Acho muito difícil comparar o cenário brasileiro de VALORANT com Europa e América do Norte porque eles tiveram muito mais desenvolvimento, de uma forma muito mais acelerada, com vários Ignitions Series em sequência. A gente está tendo o nosso segundo Ignition agora. Infelizmente, nessa hora pesa um pouco a questão econômica. A Europa teve muito investimento e assim tiveram seis Ignition Series.
Acho muito difícil comparar, mas trocar bala com eles a gente troca. Eles estão avançados na parte estratégica. Estava falando isso mesmo com o coach da Fusion Fraggers esses dias, e ele falou que, por exemplo, lá os mapas são mais estrategicamente pensados. Você tem certas áreas de pressão, técnicas e táticas montadas e execuções mais avançadas.
Aqui no Brasil eu vejo algumas equipes com muito potencial, como a Detona. Mas, quando eu pego um jogo da Detona com a Fusion Fraggers, consigo enxergar uma distância. Uma distância não de bala nem mira, mas sim estratégica.
Uma das questões que estou vendo entre o tier 1 e tier 2 é que a gente tem muito jogador dando bala, mas esses jogadores não se vão sair bem no 5vs5 dando bala na Europa se eles não tiverem um planejamento pensado para jogar contra eles.

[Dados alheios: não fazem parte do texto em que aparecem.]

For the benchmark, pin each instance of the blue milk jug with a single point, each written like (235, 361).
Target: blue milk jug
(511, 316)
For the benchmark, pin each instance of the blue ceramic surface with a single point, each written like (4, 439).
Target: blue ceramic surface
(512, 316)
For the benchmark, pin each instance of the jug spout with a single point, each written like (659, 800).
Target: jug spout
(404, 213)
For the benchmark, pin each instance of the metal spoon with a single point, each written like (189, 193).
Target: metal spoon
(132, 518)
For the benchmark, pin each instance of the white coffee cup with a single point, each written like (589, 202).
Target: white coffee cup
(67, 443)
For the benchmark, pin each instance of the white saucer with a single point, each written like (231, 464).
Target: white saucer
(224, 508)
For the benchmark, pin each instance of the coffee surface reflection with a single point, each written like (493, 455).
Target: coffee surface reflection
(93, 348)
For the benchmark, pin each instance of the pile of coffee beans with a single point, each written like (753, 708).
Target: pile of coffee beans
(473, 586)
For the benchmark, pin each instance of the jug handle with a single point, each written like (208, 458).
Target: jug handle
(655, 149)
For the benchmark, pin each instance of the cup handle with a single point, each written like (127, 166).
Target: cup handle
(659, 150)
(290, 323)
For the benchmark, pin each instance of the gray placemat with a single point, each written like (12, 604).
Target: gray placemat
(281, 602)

Os Europeus estão treinando e jogando de uma maneira muito inteligente. Eu acho que a gente tem capacidade para chegar nesse ponto sim, mas a precisamos de profissionais qualificados, analistas, coaches, pessoas que vão atrás e estudar.
Até recomendaria muito o Gatti, coach da Fusion Fraggers. Tive a oportunidade de trocar uma ideia com ele e me pareceu uma pessoa muito interessada e que está pensando muito no cenário a longo prazo. Queria muito citar ele como uma pessoa que está pensando bastante à frente do nosso tempo.
Além de você, várias pessoas têm aparecido como especialistas do jogo. Que nomes mais desconhecidos você apontaria como conhecedoras de VALORANT?
É difícil, mas aqui no Brasil você tem algumas pessoas que estão estudando bastante, mas acho que em termos diferentes. Por exemplo, eu faço uma análise mais voltada para o jogo. Tem também o Tixinha que ajuda muito na parte da comunidade.
Acho que entendedor do jogo posso citar o Nyang, que é um jogador que discute bem o jogo, e tem vários outros que eu poderia citar. Analistas em si, eu diria o Gatti, da Fusion Fraggers, mas de resto não conheci muitas pessoas desconhecidas que estão fazendo esse trabalho de produzir algo mais para o público.
Atualmente, no cenário você tem basicamente casters fazendo transmissão e alguns conteúdos fora. Tem jogadores que participam direto de transmissões e trocam ideia muito bem. Consigo citar a Nat, que é jogadora. Ela participou de algumas transmissões recentemente, fez agora o qualifier da GC Ultimate. Ela gosta muito do jogo e joga em alto nível. A intenção dela é mais ser jogadora, mas ela tem uma leitura muito boa do jogo.
A Evellyn também está aparecendo agora com uma leitura boa de jogo. Acho que o foco dela é mais ser apresentadora, mas ela está entendendo o jogo num nível bom. Tem várias mulheres surgindo nesse momento inicial do jogo que estão querendo entender o jogo e isso é muito bom. Isso mostra que, umas das coisas que eu mais percebo, é que muitas mulheres que não conseguiram ter espaço em outros jogos estão querendo ocupar esse lugar novo e eu sou uma delas.